Every forensic laboratory using a lateral-flow blood test is required by accreditation standards to perform its own validation study before putting the device into casework use. Validation must establish: the minimum detectable concentration of human Hb under the laboratory's extraction protocol, the range of substrates the device performs acceptably on, the cross-reactivity profile for animal species likely to appear in casework in that jurisdiction, and the performance of the device after the extract has been subjected to relevant environmental stressors. A device validated in one laboratory cannot automatically transfer its validation to another.

Cross-reactivity is the most operationally relevant specificity concern. Both HemaTrace and RSID-Blood have documented cross-reactivity with some non-human primate blood, specifically certain ape species, at high concentrations. This is biologically expected: haemoglobin is highly conserved across primates, and the epitopes targeted by the antibodies are structurally similar across species. In casework outside primate research contexts, this cross-reactivity is rarely encountered. Cross-reactivity with common domestic and farm animals (dog, cat, cattle, pig, sheep, horse) has not been reported under standard assay conditions for either device.

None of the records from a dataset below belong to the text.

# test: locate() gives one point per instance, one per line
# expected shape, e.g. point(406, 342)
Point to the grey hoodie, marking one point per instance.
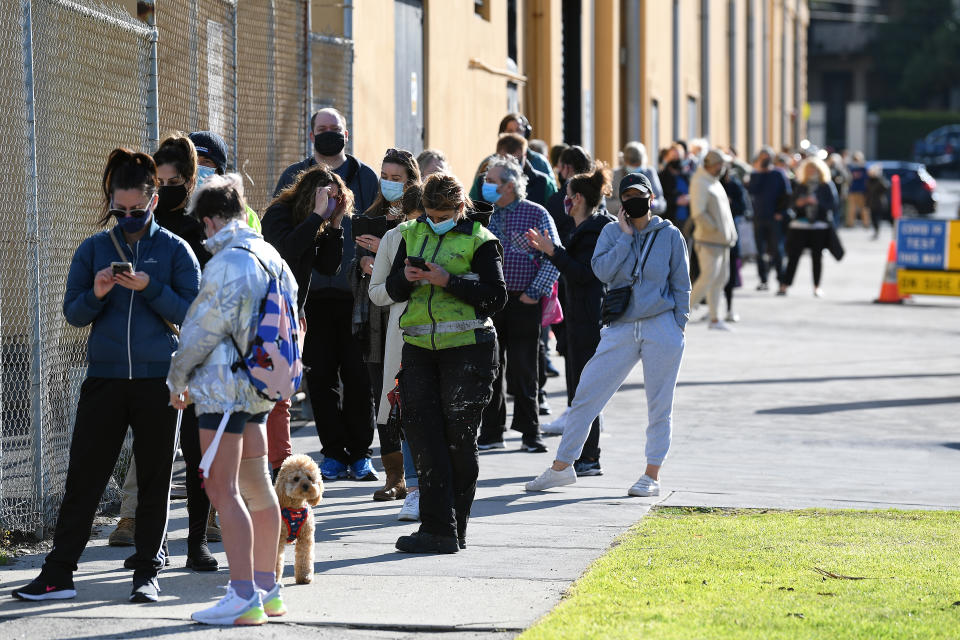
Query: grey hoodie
point(664, 284)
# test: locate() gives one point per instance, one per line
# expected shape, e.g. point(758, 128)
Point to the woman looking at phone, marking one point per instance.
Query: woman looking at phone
point(449, 355)
point(130, 311)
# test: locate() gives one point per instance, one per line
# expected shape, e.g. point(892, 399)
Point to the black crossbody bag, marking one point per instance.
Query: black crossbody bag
point(616, 301)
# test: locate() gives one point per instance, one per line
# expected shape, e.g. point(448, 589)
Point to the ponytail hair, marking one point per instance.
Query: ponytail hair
point(127, 169)
point(592, 186)
point(179, 151)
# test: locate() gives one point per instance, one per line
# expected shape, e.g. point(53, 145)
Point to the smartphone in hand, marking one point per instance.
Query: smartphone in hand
point(121, 267)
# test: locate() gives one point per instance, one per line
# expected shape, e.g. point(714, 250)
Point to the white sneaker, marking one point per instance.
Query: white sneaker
point(644, 487)
point(550, 479)
point(234, 610)
point(554, 428)
point(410, 511)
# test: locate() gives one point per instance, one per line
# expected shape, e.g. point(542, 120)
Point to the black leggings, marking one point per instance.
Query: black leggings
point(443, 394)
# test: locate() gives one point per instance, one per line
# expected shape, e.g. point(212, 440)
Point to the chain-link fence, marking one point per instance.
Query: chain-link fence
point(75, 82)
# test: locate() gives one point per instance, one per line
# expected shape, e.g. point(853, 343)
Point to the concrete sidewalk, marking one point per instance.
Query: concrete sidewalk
point(810, 402)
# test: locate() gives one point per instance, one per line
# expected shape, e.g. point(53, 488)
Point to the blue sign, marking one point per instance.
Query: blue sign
point(922, 244)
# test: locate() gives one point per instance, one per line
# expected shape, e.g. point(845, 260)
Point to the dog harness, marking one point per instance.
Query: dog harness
point(294, 519)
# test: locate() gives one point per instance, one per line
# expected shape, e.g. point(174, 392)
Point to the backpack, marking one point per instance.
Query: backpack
point(272, 361)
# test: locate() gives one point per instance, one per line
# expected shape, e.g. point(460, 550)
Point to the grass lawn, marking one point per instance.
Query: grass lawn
point(719, 573)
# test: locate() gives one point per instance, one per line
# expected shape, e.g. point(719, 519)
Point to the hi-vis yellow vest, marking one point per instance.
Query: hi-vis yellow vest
point(435, 319)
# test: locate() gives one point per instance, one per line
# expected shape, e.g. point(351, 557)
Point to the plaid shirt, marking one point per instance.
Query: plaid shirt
point(525, 269)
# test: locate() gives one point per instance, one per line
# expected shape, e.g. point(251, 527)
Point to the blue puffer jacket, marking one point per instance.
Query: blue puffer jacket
point(129, 338)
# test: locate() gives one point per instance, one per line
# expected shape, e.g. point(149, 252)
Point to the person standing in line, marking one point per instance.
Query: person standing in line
point(634, 160)
point(401, 483)
point(529, 277)
point(740, 208)
point(583, 292)
point(230, 411)
point(330, 291)
point(306, 223)
point(647, 254)
point(815, 204)
point(370, 322)
point(212, 155)
point(770, 192)
point(714, 233)
point(877, 197)
point(676, 186)
point(448, 269)
point(857, 192)
point(132, 308)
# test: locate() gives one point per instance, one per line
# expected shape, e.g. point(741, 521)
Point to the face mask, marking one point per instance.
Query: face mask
point(391, 190)
point(171, 198)
point(329, 143)
point(637, 207)
point(132, 225)
point(203, 173)
point(490, 193)
point(441, 228)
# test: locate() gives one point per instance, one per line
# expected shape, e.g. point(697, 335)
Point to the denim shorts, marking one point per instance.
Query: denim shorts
point(235, 424)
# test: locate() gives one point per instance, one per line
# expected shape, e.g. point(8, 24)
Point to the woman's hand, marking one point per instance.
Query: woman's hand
point(103, 282)
point(368, 242)
point(540, 242)
point(366, 265)
point(134, 281)
point(179, 401)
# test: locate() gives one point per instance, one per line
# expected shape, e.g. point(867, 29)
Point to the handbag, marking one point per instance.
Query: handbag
point(552, 312)
point(616, 301)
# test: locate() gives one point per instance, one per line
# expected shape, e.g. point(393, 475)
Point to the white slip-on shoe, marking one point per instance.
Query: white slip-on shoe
point(644, 487)
point(410, 511)
point(233, 610)
point(550, 479)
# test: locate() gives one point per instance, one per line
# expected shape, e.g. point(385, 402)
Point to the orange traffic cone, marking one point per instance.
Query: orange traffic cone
point(889, 292)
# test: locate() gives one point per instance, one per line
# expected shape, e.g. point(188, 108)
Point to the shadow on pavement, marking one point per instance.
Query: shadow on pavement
point(817, 409)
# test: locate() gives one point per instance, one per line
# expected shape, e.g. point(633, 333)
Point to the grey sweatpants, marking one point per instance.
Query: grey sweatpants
point(657, 342)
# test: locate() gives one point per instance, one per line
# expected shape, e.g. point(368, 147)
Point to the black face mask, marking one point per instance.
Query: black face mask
point(171, 198)
point(636, 207)
point(329, 143)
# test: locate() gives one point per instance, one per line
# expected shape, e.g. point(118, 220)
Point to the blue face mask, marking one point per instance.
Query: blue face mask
point(490, 193)
point(441, 228)
point(203, 173)
point(391, 190)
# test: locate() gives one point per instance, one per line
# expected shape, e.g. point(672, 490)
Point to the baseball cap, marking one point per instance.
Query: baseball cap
point(636, 181)
point(211, 145)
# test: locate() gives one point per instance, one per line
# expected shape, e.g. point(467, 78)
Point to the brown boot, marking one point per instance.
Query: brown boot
point(395, 487)
point(213, 529)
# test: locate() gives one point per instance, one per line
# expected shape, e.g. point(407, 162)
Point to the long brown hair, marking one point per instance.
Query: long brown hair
point(301, 196)
point(127, 169)
point(406, 160)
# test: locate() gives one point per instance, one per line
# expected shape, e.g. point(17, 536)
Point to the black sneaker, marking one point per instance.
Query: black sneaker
point(427, 543)
point(484, 445)
point(533, 445)
point(145, 589)
point(43, 589)
point(587, 468)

A positive HemaTrace or RSID-Blood result, combined with a positive presumptive test, establishes that the sample contains human haemoglobin. This is the specific conclusion these tests support. They do not indicate the age of the stain, the volume of blood deposited, the physical health of the donor, whether the blood was deposited at the scene or transferred from another surface, or the identity of the donor. Analysts who overstate these conclusions in reports or testimony mischaracterise the test's scientific scope.

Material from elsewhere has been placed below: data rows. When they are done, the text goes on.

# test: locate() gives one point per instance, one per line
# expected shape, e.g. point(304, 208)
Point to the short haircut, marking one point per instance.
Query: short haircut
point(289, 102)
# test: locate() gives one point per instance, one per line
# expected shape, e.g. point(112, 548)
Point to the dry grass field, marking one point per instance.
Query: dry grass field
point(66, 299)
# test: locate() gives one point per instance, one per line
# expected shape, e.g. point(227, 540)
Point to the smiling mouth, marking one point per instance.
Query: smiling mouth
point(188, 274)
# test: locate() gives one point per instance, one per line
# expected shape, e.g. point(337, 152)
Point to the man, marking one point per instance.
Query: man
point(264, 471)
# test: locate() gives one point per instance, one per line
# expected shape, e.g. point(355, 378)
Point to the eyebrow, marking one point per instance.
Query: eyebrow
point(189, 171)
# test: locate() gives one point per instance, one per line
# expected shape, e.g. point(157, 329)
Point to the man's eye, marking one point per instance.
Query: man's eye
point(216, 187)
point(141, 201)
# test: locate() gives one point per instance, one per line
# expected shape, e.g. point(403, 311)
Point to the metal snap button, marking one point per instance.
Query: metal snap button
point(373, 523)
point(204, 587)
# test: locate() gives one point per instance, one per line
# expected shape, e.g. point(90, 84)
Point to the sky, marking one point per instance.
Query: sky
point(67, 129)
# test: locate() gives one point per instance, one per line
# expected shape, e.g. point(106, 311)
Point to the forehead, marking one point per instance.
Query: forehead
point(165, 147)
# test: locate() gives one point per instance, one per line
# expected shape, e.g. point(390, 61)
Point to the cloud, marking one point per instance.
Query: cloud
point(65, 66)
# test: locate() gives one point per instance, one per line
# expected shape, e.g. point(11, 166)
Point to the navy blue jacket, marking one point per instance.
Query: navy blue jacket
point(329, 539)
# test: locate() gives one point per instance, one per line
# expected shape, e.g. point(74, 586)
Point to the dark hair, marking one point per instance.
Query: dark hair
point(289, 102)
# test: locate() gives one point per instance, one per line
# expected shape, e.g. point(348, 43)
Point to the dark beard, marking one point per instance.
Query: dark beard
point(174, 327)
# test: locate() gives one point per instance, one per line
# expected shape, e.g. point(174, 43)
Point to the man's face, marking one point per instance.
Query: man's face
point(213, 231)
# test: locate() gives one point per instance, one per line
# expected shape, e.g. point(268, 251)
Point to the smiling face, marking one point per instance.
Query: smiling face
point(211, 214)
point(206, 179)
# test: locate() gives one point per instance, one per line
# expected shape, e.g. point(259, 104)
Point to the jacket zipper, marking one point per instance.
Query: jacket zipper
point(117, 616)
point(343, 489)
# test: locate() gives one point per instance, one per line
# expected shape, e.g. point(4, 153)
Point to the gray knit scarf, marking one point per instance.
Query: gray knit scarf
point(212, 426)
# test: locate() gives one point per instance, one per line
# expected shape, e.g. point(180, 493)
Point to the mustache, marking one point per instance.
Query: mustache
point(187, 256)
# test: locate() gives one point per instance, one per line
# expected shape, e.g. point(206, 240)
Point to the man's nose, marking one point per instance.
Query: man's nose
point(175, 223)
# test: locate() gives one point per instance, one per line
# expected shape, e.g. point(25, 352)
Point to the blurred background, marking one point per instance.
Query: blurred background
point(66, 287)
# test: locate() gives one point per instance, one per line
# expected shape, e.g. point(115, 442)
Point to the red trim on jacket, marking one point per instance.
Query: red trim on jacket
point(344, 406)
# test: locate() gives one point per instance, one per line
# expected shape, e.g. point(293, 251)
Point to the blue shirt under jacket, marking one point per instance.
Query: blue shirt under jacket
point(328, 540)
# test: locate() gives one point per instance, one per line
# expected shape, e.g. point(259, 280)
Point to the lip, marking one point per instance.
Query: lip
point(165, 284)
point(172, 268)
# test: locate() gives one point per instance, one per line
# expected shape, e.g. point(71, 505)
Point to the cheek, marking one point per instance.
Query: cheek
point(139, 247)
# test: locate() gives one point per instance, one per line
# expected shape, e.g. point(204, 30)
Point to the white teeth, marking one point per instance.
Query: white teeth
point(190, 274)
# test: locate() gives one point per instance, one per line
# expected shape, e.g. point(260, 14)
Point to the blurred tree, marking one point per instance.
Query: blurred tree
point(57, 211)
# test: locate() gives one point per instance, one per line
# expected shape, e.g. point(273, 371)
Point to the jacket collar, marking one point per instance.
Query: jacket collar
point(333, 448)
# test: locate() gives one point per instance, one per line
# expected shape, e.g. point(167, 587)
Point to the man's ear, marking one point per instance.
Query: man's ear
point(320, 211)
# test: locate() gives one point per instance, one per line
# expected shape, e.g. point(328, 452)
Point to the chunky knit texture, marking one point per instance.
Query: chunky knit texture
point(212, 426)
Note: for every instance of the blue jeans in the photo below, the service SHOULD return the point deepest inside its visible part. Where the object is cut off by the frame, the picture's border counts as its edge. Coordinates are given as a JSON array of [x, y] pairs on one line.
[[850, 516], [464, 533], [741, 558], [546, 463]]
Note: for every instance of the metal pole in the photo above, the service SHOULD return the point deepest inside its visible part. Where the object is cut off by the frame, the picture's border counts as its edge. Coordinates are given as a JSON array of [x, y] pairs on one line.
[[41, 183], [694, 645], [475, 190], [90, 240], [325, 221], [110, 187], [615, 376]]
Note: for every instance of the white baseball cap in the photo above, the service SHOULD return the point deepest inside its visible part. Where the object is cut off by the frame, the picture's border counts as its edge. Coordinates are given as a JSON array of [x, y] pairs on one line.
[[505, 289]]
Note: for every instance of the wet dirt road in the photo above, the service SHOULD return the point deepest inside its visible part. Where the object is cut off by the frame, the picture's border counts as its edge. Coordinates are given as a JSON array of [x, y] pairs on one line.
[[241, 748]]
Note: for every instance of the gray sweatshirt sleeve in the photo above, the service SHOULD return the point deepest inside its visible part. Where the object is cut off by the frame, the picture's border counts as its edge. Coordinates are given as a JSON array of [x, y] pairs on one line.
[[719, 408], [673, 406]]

The result sits within a chain of reasoning that leads from the stain to the donor. After confirmation as human blood, the next step is typically DNA profiling to obtain a genotype for comparison. This is the forensic serology workflow described in detail in the Forensic Serology subject. Immunological confirmation establishes the nature of the substance; DNA analysis establishes the identity of its source.

A negative result is not proof that blood is absent. It means that human Hb was not detected at or above the test's sensitivity threshold under the conditions of the test. Stains where Hb has degraded below the detection limit, been diluted below the threshold, or been chemically destroyed may give false negatives. Reporting a negative result without this qualification is a misrepresentation of the test's limitations.

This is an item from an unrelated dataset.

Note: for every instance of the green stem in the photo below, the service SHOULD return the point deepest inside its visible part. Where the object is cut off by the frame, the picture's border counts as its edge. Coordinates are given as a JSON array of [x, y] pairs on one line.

Degradation of haemoglobin follows predictable pathways. Oxidation converts oxyhaemoglobin to methaemoglobin and eventually to haemichrome and breakdown products. The antibody epitope targeted by HemaTrace and RSID-Blood remains partially accessible through the methaemoglobin stage, which is why aged stains still give positive results. Once Hb reaches its final degradation products, the epitope is lost and no immunological test will detect blood in that sample regardless of which device is used.

Environmental stressors accelerate degradation: ultraviolet light, heat above 60 degrees Celsius, acidic or alkaline pH, and microbial activity all reduce the detection window. Stains on outdoor surfaces in tropical or subtropical climates degrade significantly faster than the same stain on an indoor surface in a temperate climate. Laboratories operating in India, Southeast Asia, or sub-Saharan Africa must establish their own validation data using stains aged under local conditions, not data derived from European or North American studies. A sensitivity figure from a UK validation is not necessarily transferable to a case where the stain sat on outdoor concrete in Chennai in June.

Substrate also affects recovery. Porous substrates such as untreated cotton fabric retain more biological material per surface area than non-porous substrates such as glass or plastic, but they also retain more co-extracted inhibitors. The extraction protocol must be optimised for the substrate type. Most forensic laboratories use a phosphate-buffered saline extraction for lateral-flow tests, with a standard elution time and volume specified in the laboratory's standard operating procedure.